Rigidity of a class of smooth singular flows on $\mathbb T^2$ (1811.00184v1)

Abstract: We study joining rigidity in the class of von Neumann flows with one singularity. They are given by a smooth vector field $\mathcal{X}$ on $\mathbb T^2\setminus {a}$, where $\mathcal{X}$ is not defined at $a\in \mathbb T^2$. It follows that the phase space can be decomposed into a (topological disc) $D_\mathcal{X}$ and an ergodic component $E_\mathcal{X}=\mathbb T^2\setminus D_\mathcal{X}$. Let $\omega_\mathcal{X}$ be the 1-form associated to $\mathcal{X}$. We show that if $|\int_{E_{\mathcal{X}1}}d\omega{\mathcal{X}1}|\neq |\int{E_{\mathcal{X}2}}d\omega{\mathcal{X}2}|$, then the corresponding flows $(v_t^{\mathcal{X}_1})$ and $(v_t^{\mathcal{X}_2})$ are disjoint.
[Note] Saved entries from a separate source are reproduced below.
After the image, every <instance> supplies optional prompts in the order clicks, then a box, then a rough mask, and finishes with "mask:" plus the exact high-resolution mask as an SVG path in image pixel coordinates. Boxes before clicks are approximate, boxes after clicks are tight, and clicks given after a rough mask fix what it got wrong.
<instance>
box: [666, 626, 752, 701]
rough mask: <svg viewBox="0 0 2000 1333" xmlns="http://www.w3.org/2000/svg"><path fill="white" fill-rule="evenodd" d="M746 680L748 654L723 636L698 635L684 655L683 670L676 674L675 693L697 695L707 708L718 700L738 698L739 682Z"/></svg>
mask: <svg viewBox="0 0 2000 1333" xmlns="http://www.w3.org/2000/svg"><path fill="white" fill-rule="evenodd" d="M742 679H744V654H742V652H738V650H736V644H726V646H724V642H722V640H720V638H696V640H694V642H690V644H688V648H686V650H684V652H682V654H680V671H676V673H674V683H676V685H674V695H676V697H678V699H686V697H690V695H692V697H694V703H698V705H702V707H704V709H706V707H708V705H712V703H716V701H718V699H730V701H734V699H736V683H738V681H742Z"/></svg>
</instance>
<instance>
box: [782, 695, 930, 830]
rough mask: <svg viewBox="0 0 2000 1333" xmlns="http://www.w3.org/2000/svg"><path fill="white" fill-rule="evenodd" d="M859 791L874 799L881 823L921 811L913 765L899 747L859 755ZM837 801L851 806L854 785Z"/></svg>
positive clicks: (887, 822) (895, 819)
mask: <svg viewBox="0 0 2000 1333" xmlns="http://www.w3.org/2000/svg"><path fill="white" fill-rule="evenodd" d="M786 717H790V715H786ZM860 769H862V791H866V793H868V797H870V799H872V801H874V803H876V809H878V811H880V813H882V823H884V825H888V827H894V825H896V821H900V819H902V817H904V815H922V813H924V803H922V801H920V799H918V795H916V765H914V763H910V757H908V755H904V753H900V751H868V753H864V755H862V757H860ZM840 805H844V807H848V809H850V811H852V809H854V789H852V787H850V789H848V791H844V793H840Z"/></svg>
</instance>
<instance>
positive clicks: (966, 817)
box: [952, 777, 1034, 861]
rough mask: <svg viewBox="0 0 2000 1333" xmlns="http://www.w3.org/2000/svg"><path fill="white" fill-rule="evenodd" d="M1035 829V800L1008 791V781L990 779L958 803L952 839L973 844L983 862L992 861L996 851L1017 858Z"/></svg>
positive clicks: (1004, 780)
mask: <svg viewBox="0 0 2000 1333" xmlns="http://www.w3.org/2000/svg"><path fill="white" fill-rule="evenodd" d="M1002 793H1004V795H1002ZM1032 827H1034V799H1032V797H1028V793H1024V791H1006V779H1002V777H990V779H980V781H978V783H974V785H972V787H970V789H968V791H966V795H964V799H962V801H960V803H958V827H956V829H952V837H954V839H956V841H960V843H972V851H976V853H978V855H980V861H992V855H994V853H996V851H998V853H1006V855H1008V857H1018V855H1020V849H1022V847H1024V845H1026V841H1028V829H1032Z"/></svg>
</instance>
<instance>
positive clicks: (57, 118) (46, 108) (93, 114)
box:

It also follows that for every $\mathcal{X}$ there is a uniquely associated frequency $\alpha=\alpha{\mathcal{X}}\in \mathbb T$. We show that for a full measure set of $\alpha\in \mathbb T$ the class of smooth time changes of $(v_t^\mathcal{X_\alpha})$ is joining rigid, i.e. every two smooth time changes are either cohomologous or disjoint. This gives a natural class of flows for which the answer to a problem of Ratner (Problem 3 in \cite{Rat4}) is positive.